C'est une époustouflante chronique de la jeunesse des cités, sur laquelle Abdellatif Kechiche porte un autre regard, moins conventionnel. Le réalisateur tourne le dos aux considérations courantes sur la banlieue, la délinquance et les trafics, le malaise social -même si son décor invoque nécessairement l'existence et le désoeuvrement dansles grands ensembles- pour mettre en scène ce qu'il convient d'appeler un marivaudage d'adolescents.
Le timide Krimo "kiffe" Lydia, dont il entreprend d'être le partenaire dans une pièce de Marivaux que la jeune fille répète. Marivaux, ses jeux de l'amour et du hasard, sont comme des incongruités culturelles dans la cité et, de fait, Krimo le taciturne, aussi inhibé que Lydia est démonstrative, extravertie, se trouve complètement dépourvu confronté à une activité et à un langage inintelligibles pour lui.
En réalité, cette occupation théatrale n'est qu'une péripétie contingente au coeur d'un film qui décrit une part du quotidien d'ados de banlieue, ébauche une poignée de portraits d'une justesse et d'une intensité exceptionnelle.
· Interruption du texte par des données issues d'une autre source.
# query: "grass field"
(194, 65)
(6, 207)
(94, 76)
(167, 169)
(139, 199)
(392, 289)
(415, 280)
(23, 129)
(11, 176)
Et, tout au long du film, on se demande comment Kechiche a pu obtenir une telle authenticité de la part de jeunes comédiens amateurs.
Au-delà des incidents d'un scénario minimaliste, "L'esquive" est un film de langage, celui de la cité (l'antithèse évidemment de la langue de Marivaux), vivant et outrancier, sinon riche, soulignant constamment chez les jeunes personnages une brutalité et une sensibilité à fleur de peau. Au pied des immeubles, le cinéaste orchestre des allées et venues, des rencontres impromptues, des conversations, formant une sorte de tragi-comédie de l'adolescence, dont le désarroi, dans le domaine affectif notamment, se traduit souvent ici par un langage agressif sur le mode de l'invective et de l'insulte banalisée, ce dialecte de la cité qui fédère toutes les origines.
Enfin, notons la formidable nature d'actrice de Sara Forestier, dont on ne peut s'étonner, dès lors, de la carrière future.